To illustrate this: for a single digital currency transaction, 215 kilowatt-hours of electricity are needed; i.e., the annual energy consumption of a fridge! Overall, about 0.08% of the world’s current energy consumption is attributed to Bitcoin activities, and the trend is rising.
Therefore, it is a fact that globally produced energy would not be enough to cover all previous payment transactions with Bitcoin.
So what to do now? Global digital networking could soon make it possible to connect all machines in an industrial production chain. Such so-called machine-to-machine relationships (also called M2M) will play an important role in the near future in order to optimize processes decisively.
IOTA offers fast and secure processing of the transactions, without Blockchain as would be customary with Bitcoin. IOTA is based on a new distributed ledger, Tangle, which overcomes the inefficiencies of the current blockchain design and introduces a new way of consensus in a decentralized peer-to-peer system.
If you take a look at blockchain today, it is a single chronological thread that connects one block with another. This has limitations such as the 10-minute interval at Bitcoin. What IOTA is doing now is that it uses many chains instead of one chain.
This allows people to use IOTA, for example, to transfer money without any fees. And especially micro-transfers such as parking fees, car wash, bread rolls or your regular tabloid can be executed free of charge and fast.
As the Tangle grows, and more participants perform transactions, the overall system becomes even safer and faster, and verification times continue to decrease.
At IOTA, there are no miners like Bitcoin that require a transaction fee to validate a transaction and include it in the next blog. Instead, the consensus is completely decentralized, with each network participant executing a transaction, and the previous transactions are directly and indirectly confirmed.
For IoT, where machines pay machines, we need a payment system that can process tiny transactions in huge numbers and in real time. It must be cheap, or even better, free, fast and scalable. And that is exactly what Bitcoin cannot do, according to experts, but it remains to be seen what improvements the newly created Lightning network will bring.
Here, payments are to be executed via many separate micropayment channels, which make it possible to execute transactions virtually in parallel to the Blockchain. Instead, two users can make as many transactions as they like, without informing all the participants in the blockchain about the cash flow. Only the final amount of their transaction will be noted afterwards.
IOTA is scalable and payments are free, making many applications in the IoT viable. Not without reason are companies like Bosch very interested in such technologies, because a future in which each car pays for itself in the parking garage makes our lives easier.
Whether IOTA can prevail, only the future will show, because a “proof of concept” must be provided in real world applications.
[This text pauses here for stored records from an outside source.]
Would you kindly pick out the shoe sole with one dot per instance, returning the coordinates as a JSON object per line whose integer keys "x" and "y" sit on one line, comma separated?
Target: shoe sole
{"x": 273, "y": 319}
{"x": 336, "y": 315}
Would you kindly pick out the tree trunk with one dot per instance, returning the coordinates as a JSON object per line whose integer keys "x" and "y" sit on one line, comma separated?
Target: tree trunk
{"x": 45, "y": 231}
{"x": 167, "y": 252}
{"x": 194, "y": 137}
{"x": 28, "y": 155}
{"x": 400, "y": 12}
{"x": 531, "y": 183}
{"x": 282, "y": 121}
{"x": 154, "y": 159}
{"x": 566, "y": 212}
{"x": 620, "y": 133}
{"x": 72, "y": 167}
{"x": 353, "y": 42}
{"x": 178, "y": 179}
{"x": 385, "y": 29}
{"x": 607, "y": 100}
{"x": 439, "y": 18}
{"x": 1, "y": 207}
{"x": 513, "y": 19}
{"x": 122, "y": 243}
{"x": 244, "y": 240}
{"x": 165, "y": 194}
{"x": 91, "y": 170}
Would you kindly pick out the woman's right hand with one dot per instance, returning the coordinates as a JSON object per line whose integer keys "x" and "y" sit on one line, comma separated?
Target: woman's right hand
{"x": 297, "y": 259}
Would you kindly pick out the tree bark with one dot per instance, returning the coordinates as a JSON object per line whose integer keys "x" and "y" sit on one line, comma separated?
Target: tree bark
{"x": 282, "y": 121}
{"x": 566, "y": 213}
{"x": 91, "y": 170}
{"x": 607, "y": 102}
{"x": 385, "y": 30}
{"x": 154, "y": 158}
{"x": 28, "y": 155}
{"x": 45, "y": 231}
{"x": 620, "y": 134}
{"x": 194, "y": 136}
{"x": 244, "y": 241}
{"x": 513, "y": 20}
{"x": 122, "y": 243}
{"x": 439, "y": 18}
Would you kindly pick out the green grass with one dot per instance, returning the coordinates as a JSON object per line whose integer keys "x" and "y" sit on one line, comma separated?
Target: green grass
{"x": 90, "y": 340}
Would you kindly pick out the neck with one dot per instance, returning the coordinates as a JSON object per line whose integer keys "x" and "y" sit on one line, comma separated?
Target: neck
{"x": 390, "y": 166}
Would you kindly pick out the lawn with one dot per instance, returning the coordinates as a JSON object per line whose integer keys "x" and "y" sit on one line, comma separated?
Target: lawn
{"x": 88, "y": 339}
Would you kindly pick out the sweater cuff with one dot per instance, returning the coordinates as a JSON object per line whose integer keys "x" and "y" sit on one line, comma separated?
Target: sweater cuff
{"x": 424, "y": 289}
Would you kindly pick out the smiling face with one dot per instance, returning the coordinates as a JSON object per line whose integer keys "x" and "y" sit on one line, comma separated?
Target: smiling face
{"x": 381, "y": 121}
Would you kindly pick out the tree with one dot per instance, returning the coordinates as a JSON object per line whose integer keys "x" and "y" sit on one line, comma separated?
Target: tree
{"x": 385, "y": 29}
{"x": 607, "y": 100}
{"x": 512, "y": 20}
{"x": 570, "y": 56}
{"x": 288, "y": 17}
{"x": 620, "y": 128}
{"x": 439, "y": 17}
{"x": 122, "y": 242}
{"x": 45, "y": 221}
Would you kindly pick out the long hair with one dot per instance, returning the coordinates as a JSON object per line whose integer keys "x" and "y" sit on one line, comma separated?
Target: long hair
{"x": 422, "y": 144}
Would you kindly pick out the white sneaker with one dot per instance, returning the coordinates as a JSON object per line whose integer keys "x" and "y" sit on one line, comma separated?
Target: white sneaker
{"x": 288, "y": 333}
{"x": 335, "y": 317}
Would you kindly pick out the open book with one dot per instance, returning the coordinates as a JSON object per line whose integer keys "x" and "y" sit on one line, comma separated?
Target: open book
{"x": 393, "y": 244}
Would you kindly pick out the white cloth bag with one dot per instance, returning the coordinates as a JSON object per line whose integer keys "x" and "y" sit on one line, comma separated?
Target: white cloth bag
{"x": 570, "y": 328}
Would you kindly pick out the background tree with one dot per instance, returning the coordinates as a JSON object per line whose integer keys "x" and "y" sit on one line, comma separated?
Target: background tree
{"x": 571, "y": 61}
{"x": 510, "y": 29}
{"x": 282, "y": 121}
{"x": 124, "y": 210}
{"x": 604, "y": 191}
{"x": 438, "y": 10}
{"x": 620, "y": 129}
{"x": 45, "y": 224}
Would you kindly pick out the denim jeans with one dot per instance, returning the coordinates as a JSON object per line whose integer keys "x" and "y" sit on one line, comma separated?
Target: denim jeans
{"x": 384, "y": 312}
As with Bitcoin, the risk of the bubble is significant, because without genuine applications I personally consider such a crypto-currency worthless.
What is exciting, however, is whether the Lightning network will have a positive effect and whether profitable applications may soon be on display.
Nevertheless, IOTA currently seems to be much better equipped than the energy waster Bitcoin, which is why it is at least part of my watchlist.